There’s a mesmerizing and ironic artifice to Dolly Parton—a sincere and relatable duality. She’s one of those icons in whom seemingly opposing forces naturally connect: poverty and folksiness against the power of enormous success, vulnerability and tenderness against effervescent self-assuredness, a story of honesty and heartache under an image so artfully plastic it seems to turn in on itself. Her brand of iconography feels so aware of its own longing for beauty that it somehow trips over superficiality and falls back into the deepest reverence. What else is her appearance but a lie she’s telling us because she knows we love to hear it? “I think part of my magic, if I have any at all,” she once said on Australia’s 60 Minutes, “is that I look totally fake but am so totally real.” I couldn’t have known any of this as a boy.
I had a dream a few years ago that Dolly Parton had died. Winter was half-over, a foot of snow packed under a layer of ice. The bare sun hit everything outside, so that the light was almost white as it poured through the little window in my bedroom. The dream stayed with me for the rest of the day, the world refusing to take on any real shape. I felt embarrassed that I cried, even as an adult. But in the end, this is a story about shame.
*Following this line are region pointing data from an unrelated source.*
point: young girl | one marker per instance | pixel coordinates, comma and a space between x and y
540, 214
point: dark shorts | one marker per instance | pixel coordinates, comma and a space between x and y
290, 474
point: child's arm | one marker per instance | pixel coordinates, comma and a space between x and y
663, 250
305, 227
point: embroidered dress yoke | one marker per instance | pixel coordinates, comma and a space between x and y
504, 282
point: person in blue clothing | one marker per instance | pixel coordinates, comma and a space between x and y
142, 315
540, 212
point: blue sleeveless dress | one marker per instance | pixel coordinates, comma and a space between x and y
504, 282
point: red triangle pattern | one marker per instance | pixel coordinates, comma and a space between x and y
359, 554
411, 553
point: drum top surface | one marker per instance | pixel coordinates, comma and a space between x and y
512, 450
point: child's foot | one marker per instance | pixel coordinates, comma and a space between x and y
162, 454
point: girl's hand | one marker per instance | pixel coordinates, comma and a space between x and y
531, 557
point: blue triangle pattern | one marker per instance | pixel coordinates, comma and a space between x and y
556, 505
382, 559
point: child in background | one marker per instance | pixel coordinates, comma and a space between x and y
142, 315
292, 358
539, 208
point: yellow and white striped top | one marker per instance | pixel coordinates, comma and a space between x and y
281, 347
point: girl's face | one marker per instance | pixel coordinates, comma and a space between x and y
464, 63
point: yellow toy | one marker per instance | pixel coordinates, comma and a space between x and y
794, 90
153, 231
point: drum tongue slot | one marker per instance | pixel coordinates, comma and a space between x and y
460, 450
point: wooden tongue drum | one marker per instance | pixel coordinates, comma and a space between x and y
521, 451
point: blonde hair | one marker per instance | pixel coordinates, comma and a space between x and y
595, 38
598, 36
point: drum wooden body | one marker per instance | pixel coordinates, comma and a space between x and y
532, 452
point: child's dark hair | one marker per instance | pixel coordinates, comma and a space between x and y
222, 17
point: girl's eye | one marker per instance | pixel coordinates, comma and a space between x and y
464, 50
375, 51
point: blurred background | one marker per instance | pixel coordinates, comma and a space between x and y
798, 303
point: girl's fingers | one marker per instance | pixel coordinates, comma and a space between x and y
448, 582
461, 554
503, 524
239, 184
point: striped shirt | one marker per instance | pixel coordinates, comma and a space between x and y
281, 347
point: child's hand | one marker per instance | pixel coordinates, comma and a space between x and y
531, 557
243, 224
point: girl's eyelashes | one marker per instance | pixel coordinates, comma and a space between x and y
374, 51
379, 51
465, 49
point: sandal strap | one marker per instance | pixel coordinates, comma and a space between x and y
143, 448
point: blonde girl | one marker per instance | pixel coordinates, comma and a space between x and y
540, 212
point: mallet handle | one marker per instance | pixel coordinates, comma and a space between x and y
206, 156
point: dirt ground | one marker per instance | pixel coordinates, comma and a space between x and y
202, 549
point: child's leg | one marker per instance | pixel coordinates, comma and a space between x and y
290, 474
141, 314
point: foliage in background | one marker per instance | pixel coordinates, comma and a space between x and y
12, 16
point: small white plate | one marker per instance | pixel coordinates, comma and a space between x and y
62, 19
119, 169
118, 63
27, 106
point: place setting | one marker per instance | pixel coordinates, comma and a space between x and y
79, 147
What happens when loving something or someone comes at a great social disadvantage? How long do we persist? What happens when someone can’t reconcile their identity with their environment?
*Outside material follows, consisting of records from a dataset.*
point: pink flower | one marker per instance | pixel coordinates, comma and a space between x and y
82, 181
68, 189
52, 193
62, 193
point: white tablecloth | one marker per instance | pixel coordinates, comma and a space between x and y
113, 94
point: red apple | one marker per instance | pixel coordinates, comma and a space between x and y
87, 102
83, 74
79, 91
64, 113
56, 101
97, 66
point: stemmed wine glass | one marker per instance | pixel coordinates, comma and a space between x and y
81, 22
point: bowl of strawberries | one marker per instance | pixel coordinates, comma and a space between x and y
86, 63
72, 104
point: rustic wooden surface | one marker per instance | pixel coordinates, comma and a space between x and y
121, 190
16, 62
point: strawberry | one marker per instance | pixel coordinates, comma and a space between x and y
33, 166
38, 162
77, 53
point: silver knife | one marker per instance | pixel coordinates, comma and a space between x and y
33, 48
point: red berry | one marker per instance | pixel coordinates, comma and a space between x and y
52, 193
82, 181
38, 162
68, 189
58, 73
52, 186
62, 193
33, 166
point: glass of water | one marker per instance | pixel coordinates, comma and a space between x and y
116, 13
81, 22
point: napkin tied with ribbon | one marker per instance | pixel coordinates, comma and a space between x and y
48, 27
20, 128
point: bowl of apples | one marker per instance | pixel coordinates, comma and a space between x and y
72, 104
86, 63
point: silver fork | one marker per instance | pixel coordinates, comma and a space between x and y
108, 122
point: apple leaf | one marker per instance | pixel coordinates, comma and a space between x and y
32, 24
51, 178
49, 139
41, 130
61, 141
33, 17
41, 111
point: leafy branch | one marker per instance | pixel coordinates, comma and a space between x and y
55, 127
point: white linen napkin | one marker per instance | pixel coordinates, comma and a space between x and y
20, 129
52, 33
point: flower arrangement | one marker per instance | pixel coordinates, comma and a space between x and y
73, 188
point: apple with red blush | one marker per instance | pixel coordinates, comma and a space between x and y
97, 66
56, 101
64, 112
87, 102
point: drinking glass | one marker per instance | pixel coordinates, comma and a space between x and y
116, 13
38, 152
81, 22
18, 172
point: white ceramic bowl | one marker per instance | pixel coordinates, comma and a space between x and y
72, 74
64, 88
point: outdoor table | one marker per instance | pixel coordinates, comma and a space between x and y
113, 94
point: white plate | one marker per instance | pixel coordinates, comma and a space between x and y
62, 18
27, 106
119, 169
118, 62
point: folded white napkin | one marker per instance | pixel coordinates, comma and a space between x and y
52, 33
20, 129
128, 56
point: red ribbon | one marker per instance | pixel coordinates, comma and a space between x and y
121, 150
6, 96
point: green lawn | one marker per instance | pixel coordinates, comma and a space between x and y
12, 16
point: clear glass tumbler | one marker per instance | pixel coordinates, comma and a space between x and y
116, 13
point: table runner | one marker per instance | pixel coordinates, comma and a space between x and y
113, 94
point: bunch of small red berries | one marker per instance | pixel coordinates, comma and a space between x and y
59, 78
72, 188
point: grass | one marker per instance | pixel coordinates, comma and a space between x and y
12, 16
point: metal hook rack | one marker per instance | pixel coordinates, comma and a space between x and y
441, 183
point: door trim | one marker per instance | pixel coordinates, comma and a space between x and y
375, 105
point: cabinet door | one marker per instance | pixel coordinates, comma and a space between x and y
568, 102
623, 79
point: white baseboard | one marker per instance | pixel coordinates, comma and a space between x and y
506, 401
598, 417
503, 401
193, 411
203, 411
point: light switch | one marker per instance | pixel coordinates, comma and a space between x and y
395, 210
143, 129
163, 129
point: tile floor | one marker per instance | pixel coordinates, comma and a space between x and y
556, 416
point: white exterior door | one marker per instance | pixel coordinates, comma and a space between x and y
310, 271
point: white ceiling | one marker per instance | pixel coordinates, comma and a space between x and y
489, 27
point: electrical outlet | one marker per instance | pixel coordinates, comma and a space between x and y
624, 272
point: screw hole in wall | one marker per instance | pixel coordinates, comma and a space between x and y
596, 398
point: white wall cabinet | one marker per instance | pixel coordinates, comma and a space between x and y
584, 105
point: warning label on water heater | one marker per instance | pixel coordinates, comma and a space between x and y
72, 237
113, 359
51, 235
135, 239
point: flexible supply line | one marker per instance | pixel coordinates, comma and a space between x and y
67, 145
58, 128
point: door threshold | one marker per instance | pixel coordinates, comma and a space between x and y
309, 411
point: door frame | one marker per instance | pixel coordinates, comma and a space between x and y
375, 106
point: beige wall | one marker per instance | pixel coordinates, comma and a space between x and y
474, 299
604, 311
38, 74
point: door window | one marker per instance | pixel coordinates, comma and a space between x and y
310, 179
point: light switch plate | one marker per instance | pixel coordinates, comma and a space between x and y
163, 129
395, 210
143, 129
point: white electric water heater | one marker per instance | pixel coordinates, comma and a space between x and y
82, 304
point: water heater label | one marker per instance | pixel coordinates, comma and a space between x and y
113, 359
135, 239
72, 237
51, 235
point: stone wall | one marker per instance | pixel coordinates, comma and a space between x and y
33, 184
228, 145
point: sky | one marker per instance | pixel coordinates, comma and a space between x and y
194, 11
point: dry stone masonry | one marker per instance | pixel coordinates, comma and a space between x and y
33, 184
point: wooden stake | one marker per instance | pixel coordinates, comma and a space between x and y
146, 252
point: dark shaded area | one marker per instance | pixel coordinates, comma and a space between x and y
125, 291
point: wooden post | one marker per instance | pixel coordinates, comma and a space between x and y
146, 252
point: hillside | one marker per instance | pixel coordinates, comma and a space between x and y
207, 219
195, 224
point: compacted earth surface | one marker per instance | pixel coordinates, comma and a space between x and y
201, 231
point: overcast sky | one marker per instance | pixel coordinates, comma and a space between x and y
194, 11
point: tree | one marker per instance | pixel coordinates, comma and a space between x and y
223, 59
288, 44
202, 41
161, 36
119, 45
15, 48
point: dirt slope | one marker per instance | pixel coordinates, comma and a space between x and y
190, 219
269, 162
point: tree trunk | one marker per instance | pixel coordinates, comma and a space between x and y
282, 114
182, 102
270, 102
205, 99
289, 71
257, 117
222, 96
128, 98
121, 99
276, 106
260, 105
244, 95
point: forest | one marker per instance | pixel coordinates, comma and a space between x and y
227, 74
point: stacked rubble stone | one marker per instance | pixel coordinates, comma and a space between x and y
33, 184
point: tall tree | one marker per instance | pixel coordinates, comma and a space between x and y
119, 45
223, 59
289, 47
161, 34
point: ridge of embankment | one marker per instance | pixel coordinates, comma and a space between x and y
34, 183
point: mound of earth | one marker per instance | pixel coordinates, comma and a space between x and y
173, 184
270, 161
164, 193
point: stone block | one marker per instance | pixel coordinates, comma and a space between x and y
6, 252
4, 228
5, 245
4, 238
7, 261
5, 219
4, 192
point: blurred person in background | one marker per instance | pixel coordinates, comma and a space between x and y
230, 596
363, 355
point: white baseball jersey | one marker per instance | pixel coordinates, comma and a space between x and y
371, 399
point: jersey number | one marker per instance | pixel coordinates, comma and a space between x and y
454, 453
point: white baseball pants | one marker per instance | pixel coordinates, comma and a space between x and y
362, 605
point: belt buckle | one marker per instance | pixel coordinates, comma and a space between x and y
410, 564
Wynton Marsalis said, “Music is the art of the invisible.” It’s like there’s an unseen fossil record buried in our memories, and it signals—often inexplicably—to the landscape of our future self. Whatever has lived and died in the deep time of our existence determines a habit of self that has yet to come. Often it is the most uncanny, unpredictable things that attach to our earliest years. They bloom there, or rot, cultivating some fascination or decomposing into a fuel that drives a strange desire—any old, random moment printed on the brain like the arteries of a petrified leaf. I’m lucky that one of those moments, for me, was Dolly Parton—that I heard a song on the radio about a woman who wanted to go to a party, and although no one invited her, she decided to go anyway.